A deload is not a failure. It is a planned reduction that lets the next run of progress start from a load or variation you can perform consistently.

Substitutions

Substitutions should preserve the movement pattern and the reason the exercise exists. Replace a squat with a squat pattern, a press with a press pattern and a row with a pull pattern unless a clinician or coach has given a more specific constraint.

Upper pull slots can move between rows, pulldowns and assisted pull-ups.

Press variations can use dumbbells or machines if shoulders need a more controlled path.

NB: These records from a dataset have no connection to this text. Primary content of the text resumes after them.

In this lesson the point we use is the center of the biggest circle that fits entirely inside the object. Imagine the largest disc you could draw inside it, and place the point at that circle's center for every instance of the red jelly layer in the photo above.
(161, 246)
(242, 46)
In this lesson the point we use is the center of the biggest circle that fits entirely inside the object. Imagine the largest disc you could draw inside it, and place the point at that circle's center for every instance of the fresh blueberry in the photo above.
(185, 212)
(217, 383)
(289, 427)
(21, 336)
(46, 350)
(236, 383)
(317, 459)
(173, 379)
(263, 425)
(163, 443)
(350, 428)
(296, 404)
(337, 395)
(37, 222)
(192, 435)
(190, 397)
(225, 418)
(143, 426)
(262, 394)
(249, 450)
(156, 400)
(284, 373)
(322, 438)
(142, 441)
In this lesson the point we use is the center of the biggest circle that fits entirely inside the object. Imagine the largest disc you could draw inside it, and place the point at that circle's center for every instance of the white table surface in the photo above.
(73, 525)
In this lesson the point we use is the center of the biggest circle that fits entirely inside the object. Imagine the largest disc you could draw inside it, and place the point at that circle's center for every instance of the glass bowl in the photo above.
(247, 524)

Lower slots can use front squat or trap-bar deadlift when the goal and equipment support the substitution.

Common mistakes

Why it works

Higher frequency can improve skill practice and spread work through the week, but only when the work is submaximal enough to repeat. This template uses frequency as a structure, not a goal by itself.

The extra upper days reflect a common goal: build more pressing, pulling and shoulder volume while keeping the classic 5x5 lower-body anchors.

Rack keeps the workout order, progression rule and exercise category visible so you know what comes next and why the next load, rep target or variation changes.

First four weeks

Week one is a calibration week for Rack Strength 5x5 High Frequency. The target is to complete the prescribed work, learn the exercise order and finish each session with form you can repeat.

Week two should feel more organised. Rest periods, warmups and setup should be easier to judge, and substitutions should stay stable unless an exercise is clearly unsuitable.

Week three is where progression becomes useful. Add load, reps, pace or variation difficulty only when the previous target was completed properly. For this programme, the key emphasis is using extra upper-body frequency while keeping recovery under control.

Week four is the review point. If performance is improving and recovery is stable, continue. If several targets are failing at once, reduce the most expensive variable first: load, accessory volume, conditioning intensity or exercise difficulty.

FAQ

Is this five times five?

The main strength slots use 5x5. Accessories and assisted bodyweight work use the rep ranges that suit those movements.

Should a new lifter use it?

Usually no. Start with Rack Strength 5x5 unless you already know you handle high-frequency training well.

Can I remove an upper day?

Yes, but then Split or Build may be a cleaner template.

References

  1. American College of Sports Medicine. Progression Models in Resistance Training for Healthy Adults. Medicine & Science in Sports & Exercise. 2009.
  2. Grgic J, Schoenfeld BJ, Orazem J, Sabol F. Effects of resistance training performed to repetition failure or non-failure on muscular strength and hypertrophy. Journal of Sport and Health Science. 2022.
  3. Schoenfeld BJ, Grgic J, Krieger J. How many times per week should a muscle be trained to maximise muscle hypertrophy? Sports Medicine. 2019.